「休暇の取らせ方」が下手な上司に欠ける視点

「かえって疲労困憊」な休み方をしていない?

たとえば、年度始めに有給休暇を取るのをなるべく控えてほしい繁忙期を明示しておくことも一つの方法。「この時期に有給休暇を取得してはならない」と禁止をすることはできませんが、「なるべくこの時期に有給休暇を入れないでほしい」と、配慮を求めることは可能です。

業務内容によっては、月の中でものすごく忙しい日や時期があると思いますので、それも踏まえておくことをおすすめします。しっかり周知することによって、ある程度のスケジュールコントロールが期待できます。

休暇を取らせないのは違法ですが、お互いに迷惑をかけないようスケジュールを共有することによって快適な関係性を保っていきたいですね。

また、職場によっては、上の立場の人から休暇を入れていき、それに合わせて部下が休みを決める場面もよく見られます。この場合、上司が休む日を決めてくれないと、下の者はなかなか予定を立てることができず、悩ましい思いを抱えます。

休みを取る側にも知っておいてほしいこと

これはひいては、仕事に対するモチベーションにも影響しかねません。上に立つものとしては、率先して休暇の予定を立てることこそ、部下の精神的負担を軽くすることになるのです。

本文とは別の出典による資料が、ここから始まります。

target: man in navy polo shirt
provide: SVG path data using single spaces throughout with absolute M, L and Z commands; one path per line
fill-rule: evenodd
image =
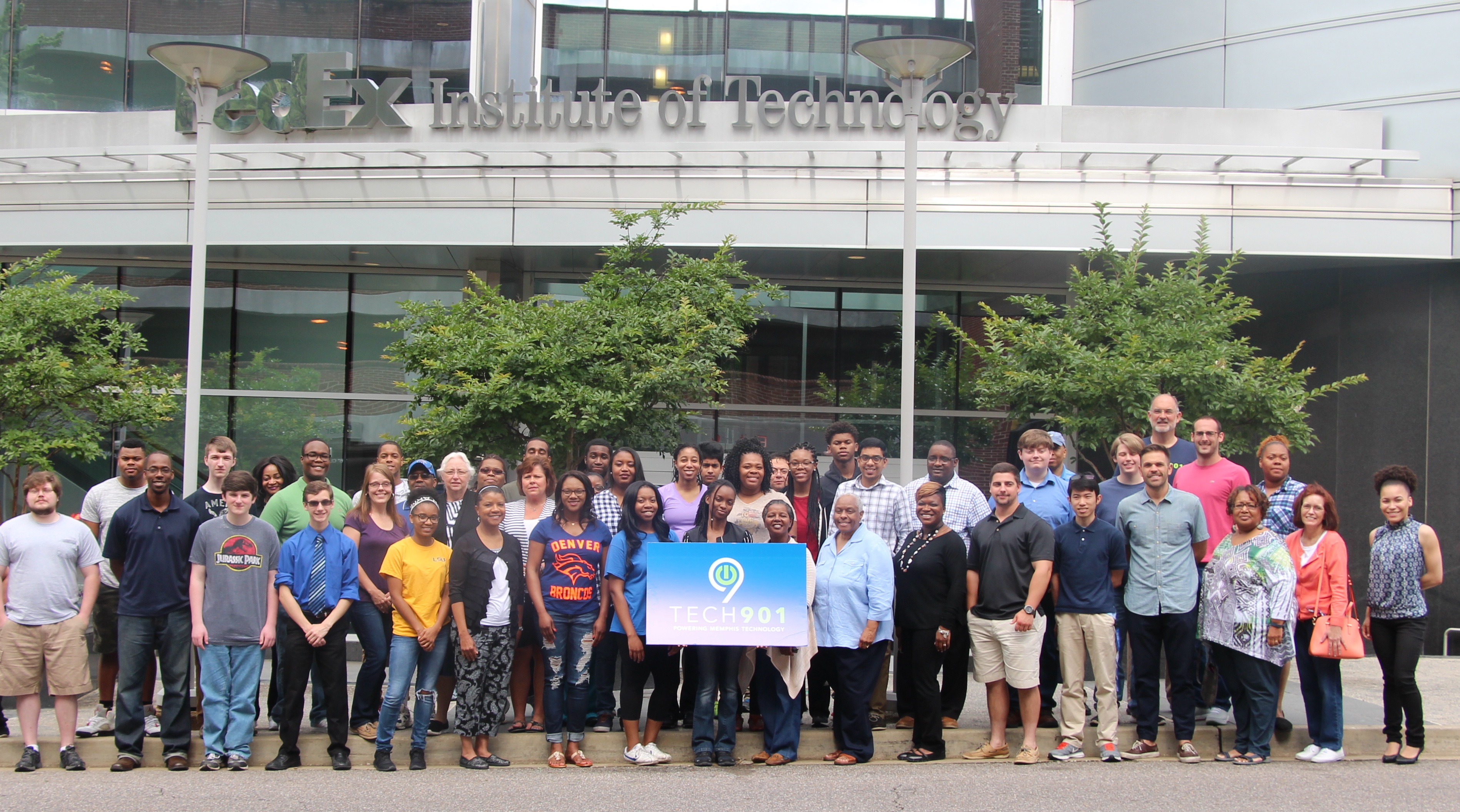
M 1085 757 L 1085 655 L 1089 655 L 1095 672 L 1099 758 L 1120 761 L 1115 746 L 1115 726 L 1120 723 L 1115 586 L 1126 577 L 1126 536 L 1115 525 L 1095 518 L 1099 503 L 1095 477 L 1076 475 L 1070 480 L 1075 519 L 1054 528 L 1054 621 L 1060 627 L 1060 671 L 1064 675 L 1060 746 L 1050 751 L 1054 761 Z
M 200 525 L 197 510 L 172 496 L 172 459 L 147 455 L 147 490 L 123 504 L 107 528 L 102 557 L 117 574 L 117 761 L 112 773 L 142 767 L 143 678 L 152 653 L 162 676 L 162 758 L 168 770 L 187 770 L 193 725 L 187 707 L 193 659 L 193 611 L 188 606 L 188 553 Z

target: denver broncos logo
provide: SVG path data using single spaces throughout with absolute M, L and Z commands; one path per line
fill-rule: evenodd
M 599 574 L 597 569 L 577 553 L 559 553 L 553 558 L 552 569 L 568 576 L 572 583 L 578 583 L 581 579 L 593 579 Z

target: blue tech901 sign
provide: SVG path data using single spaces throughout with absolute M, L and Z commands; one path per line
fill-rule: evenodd
M 799 544 L 645 544 L 645 641 L 804 646 L 806 548 Z

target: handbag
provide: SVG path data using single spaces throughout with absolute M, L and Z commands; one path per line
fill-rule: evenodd
M 1327 534 L 1324 534 L 1327 535 Z M 1359 637 L 1359 618 L 1353 614 L 1353 579 L 1349 579 L 1349 605 L 1343 617 L 1333 618 L 1318 614 L 1318 601 L 1323 598 L 1323 577 L 1329 573 L 1329 548 L 1323 548 L 1323 561 L 1318 563 L 1318 590 L 1313 599 L 1313 637 L 1308 640 L 1308 653 L 1314 657 L 1358 660 L 1364 659 L 1364 640 Z M 1329 653 L 1329 628 L 1339 624 L 1339 656 Z

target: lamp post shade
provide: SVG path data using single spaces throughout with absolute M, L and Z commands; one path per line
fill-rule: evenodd
M 972 54 L 974 45 L 953 36 L 875 36 L 851 50 L 895 79 L 927 79 Z
M 260 52 L 213 42 L 158 42 L 147 48 L 147 55 L 188 85 L 193 85 L 196 69 L 197 83 L 215 89 L 228 87 L 269 67 L 269 57 Z

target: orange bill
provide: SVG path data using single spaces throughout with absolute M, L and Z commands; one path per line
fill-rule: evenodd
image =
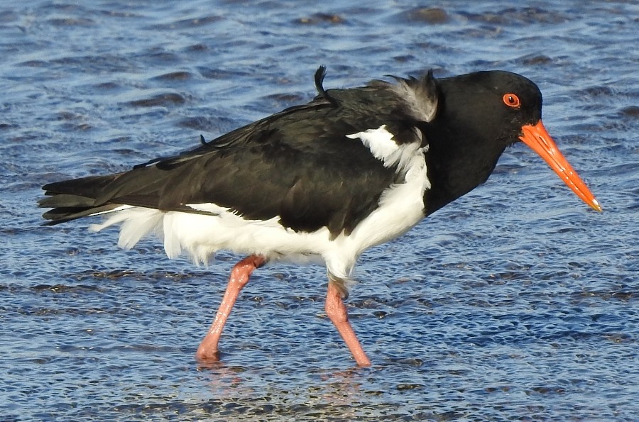
M 568 161 L 564 157 L 550 135 L 540 120 L 535 125 L 524 125 L 521 128 L 523 136 L 519 138 L 530 147 L 548 163 L 555 172 L 572 189 L 577 196 L 596 211 L 601 211 L 601 206 L 595 199 L 590 189 L 577 175 Z

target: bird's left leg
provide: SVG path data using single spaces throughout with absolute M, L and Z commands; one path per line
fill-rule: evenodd
M 259 268 L 266 262 L 266 258 L 261 255 L 252 255 L 246 257 L 233 267 L 231 270 L 231 277 L 229 277 L 229 284 L 226 291 L 222 299 L 215 319 L 209 328 L 209 332 L 202 340 L 197 351 L 195 352 L 195 359 L 203 362 L 216 362 L 219 360 L 219 352 L 217 343 L 222 335 L 224 323 L 231 313 L 231 309 L 239 296 L 240 291 L 248 282 L 251 274 L 256 269 Z
M 353 327 L 349 322 L 349 313 L 342 299 L 345 292 L 346 289 L 342 280 L 334 280 L 332 277 L 329 277 L 328 292 L 324 304 L 326 313 L 346 343 L 357 365 L 371 366 L 371 361 L 366 357 L 359 340 L 357 340 L 355 331 L 353 331 Z

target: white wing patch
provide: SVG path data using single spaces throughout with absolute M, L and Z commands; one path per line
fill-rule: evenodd
M 250 220 L 212 202 L 185 204 L 206 213 L 123 206 L 106 213 L 107 219 L 90 229 L 121 225 L 119 244 L 126 248 L 154 234 L 163 240 L 169 257 L 186 252 L 196 263 L 206 263 L 216 251 L 226 250 L 261 255 L 268 260 L 323 261 L 331 274 L 349 279 L 362 252 L 400 235 L 424 217 L 424 192 L 430 189 L 430 182 L 424 154 L 427 147 L 420 148 L 417 142 L 398 145 L 385 126 L 348 137 L 361 139 L 385 166 L 397 166 L 399 176 L 381 194 L 378 208 L 349 235 L 342 233 L 332 238 L 326 227 L 295 232 L 283 227 L 279 216 Z
M 421 140 L 421 133 L 416 131 L 415 135 Z M 420 148 L 417 143 L 398 145 L 393 137 L 394 135 L 386 130 L 386 125 L 346 135 L 346 138 L 361 140 L 361 143 L 371 150 L 373 157 L 384 163 L 384 167 L 396 165 L 397 172 L 403 173 L 413 166 L 413 158 L 417 155 L 422 155 L 428 150 L 428 145 Z

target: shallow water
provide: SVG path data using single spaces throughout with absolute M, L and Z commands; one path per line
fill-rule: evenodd
M 0 420 L 639 418 L 639 6 L 633 1 L 31 1 L 0 5 Z M 604 212 L 523 145 L 362 257 L 354 368 L 317 266 L 257 271 L 192 359 L 234 261 L 41 227 L 46 182 L 126 170 L 327 87 L 503 69 Z

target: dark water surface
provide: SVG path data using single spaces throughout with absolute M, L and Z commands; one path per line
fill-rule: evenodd
M 508 4 L 2 2 L 0 420 L 639 419 L 639 6 Z M 41 227 L 40 186 L 306 101 L 321 64 L 327 87 L 525 74 L 605 211 L 516 145 L 362 257 L 348 303 L 372 367 L 324 314 L 323 268 L 277 265 L 243 292 L 223 362 L 199 368 L 238 257 L 198 269 L 87 221 Z

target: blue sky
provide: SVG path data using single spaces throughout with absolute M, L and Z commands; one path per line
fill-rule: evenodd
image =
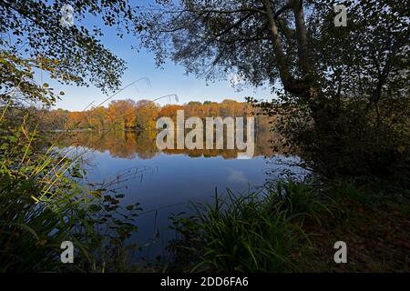
M 167 98 L 159 101 L 163 105 L 166 103 L 184 104 L 189 101 L 203 102 L 205 100 L 220 102 L 226 98 L 244 101 L 245 96 L 248 95 L 272 98 L 268 88 L 247 87 L 238 92 L 231 86 L 231 76 L 227 76 L 226 81 L 209 83 L 207 85 L 203 79 L 197 79 L 194 75 L 186 75 L 184 67 L 175 65 L 170 60 L 159 68 L 155 64 L 152 53 L 145 49 L 141 49 L 139 52 L 132 49 L 133 45 L 138 45 L 137 37 L 126 35 L 119 39 L 117 37 L 115 30 L 104 27 L 97 17 L 75 20 L 76 25 L 82 25 L 88 28 L 95 24 L 102 28 L 104 33 L 104 36 L 101 38 L 102 44 L 127 63 L 128 69 L 122 76 L 122 86 L 141 77 L 149 80 L 150 85 L 145 81 L 140 81 L 117 95 L 114 99 L 131 98 L 138 101 L 140 99 L 152 100 L 170 94 L 178 95 L 178 102 Z M 98 105 L 109 95 L 109 94 L 104 95 L 92 85 L 89 87 L 63 85 L 45 75 L 42 76 L 42 80 L 38 81 L 49 83 L 56 92 L 64 91 L 66 93 L 62 99 L 57 101 L 56 108 L 83 110 L 90 103 L 94 102 L 94 105 Z

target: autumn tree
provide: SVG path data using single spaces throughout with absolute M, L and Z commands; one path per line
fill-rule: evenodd
M 345 27 L 334 25 L 336 4 L 347 8 Z M 252 85 L 269 84 L 279 98 L 251 101 L 282 116 L 283 141 L 314 157 L 323 173 L 354 173 L 356 165 L 374 170 L 378 156 L 394 156 L 405 143 L 399 136 L 410 104 L 405 2 L 181 0 L 156 8 L 141 15 L 142 40 L 159 65 L 170 57 L 210 80 L 236 74 Z

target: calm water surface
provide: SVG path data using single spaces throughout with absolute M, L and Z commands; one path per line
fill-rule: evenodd
M 155 145 L 155 133 L 81 132 L 62 141 L 66 147 L 86 150 L 87 178 L 124 194 L 122 204 L 139 202 L 138 231 L 131 239 L 146 246 L 136 256 L 162 253 L 175 234 L 169 229 L 172 214 L 190 212 L 189 202 L 211 202 L 217 189 L 247 193 L 267 178 L 278 177 L 295 158 L 272 155 L 269 131 L 259 132 L 255 155 L 237 158 L 235 150 L 167 150 Z M 269 173 L 269 175 L 268 175 Z M 159 233 L 157 237 L 156 234 Z

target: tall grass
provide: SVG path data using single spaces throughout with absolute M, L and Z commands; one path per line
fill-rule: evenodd
M 310 246 L 303 222 L 306 217 L 320 222 L 319 214 L 328 209 L 303 183 L 269 184 L 264 190 L 215 193 L 212 204 L 192 205 L 193 216 L 173 216 L 177 237 L 169 248 L 175 270 L 297 271 Z
M 136 230 L 138 205 L 119 206 L 120 194 L 78 182 L 81 161 L 44 148 L 25 115 L 0 119 L 0 272 L 123 269 L 125 241 Z M 75 246 L 75 263 L 60 262 L 60 245 Z

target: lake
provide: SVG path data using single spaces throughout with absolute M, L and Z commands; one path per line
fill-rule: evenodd
M 238 158 L 237 150 L 159 151 L 155 132 L 75 132 L 61 139 L 60 146 L 87 152 L 90 182 L 124 194 L 123 205 L 141 204 L 138 231 L 131 240 L 145 246 L 136 257 L 153 258 L 166 255 L 164 246 L 175 236 L 168 228 L 169 217 L 189 213 L 190 202 L 211 202 L 215 191 L 223 194 L 226 188 L 246 194 L 298 162 L 296 157 L 272 156 L 271 137 L 269 130 L 258 131 L 255 155 L 247 158 Z

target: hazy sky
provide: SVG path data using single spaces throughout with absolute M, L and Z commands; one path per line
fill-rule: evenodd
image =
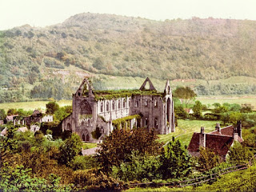
M 86 12 L 162 21 L 192 17 L 256 20 L 256 0 L 0 0 L 0 29 L 50 25 Z

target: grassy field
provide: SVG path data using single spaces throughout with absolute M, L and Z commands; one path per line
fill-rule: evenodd
M 18 102 L 18 103 L 4 103 L 0 104 L 0 108 L 3 108 L 6 112 L 10 108 L 23 108 L 25 110 L 34 110 L 41 108 L 46 109 L 46 104 L 49 101 L 31 101 L 31 102 Z M 59 100 L 58 104 L 60 107 L 65 105 L 72 105 L 72 100 Z
M 168 135 L 158 135 L 159 142 L 166 143 L 170 141 L 172 137 L 174 136 L 179 139 L 183 145 L 188 146 L 194 132 L 200 132 L 201 127 L 205 127 L 206 132 L 210 132 L 215 129 L 216 123 L 219 121 L 206 121 L 206 120 L 178 120 L 178 127 L 175 132 Z
M 198 96 L 196 98 L 196 100 L 200 100 L 203 104 L 210 104 L 210 108 L 214 108 L 214 106 L 212 106 L 212 104 L 214 103 L 220 103 L 221 104 L 224 103 L 229 103 L 238 104 L 250 104 L 252 106 L 254 106 L 254 109 L 256 109 L 256 96 Z
M 170 188 L 162 186 L 159 188 L 131 188 L 126 191 L 255 191 L 256 189 L 256 167 L 248 170 L 239 170 L 222 175 L 211 185 L 203 184 L 199 186 L 186 186 Z

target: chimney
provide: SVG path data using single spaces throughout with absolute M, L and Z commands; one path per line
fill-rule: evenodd
M 238 133 L 234 133 L 234 140 L 238 141 Z
M 238 120 L 237 123 L 237 133 L 238 136 L 242 138 L 242 121 Z
M 202 134 L 205 133 L 205 127 L 201 127 L 201 133 Z
M 221 132 L 221 127 L 219 123 L 216 123 L 215 131 L 217 131 L 218 132 Z
M 205 134 L 205 127 L 201 127 L 201 132 L 199 134 L 199 147 L 206 147 L 206 135 Z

取得する側にもぜひ心得ておいてほしいのですが、病気などの急な場合を除き、やはりなるべく繁忙期を避けることが大切です。どうしても忙しい時期にかかってしまう場合は、まずできるだけ早い段階で上司に相談すること。そのうえで、休みまでに仕事のメドをつけ、極力周りに迷惑が掛からないようにするのがコツ。そして、何より大切なのは、自分だけでなく他の人にもわかりやすく申し送りをしておくことです。

配慮をもって休めるかが、その後の人間関係に大きく影響します。普段からきちんと仕事をこなし、信頼関係をつくっておくことは言うまでもありません。

そして、休むと決めたら徹底的に休むことも重要。心身ともに仕事から離れ、仕事のことを考えない時間が必要です。どんなことでも構わないので、熱中できること、短時間でもほかのことを考えずに済むことを休暇の中に取り入れてください。趣味や旅行でなくても、「何か」をするという意識があるだけでも違うのです。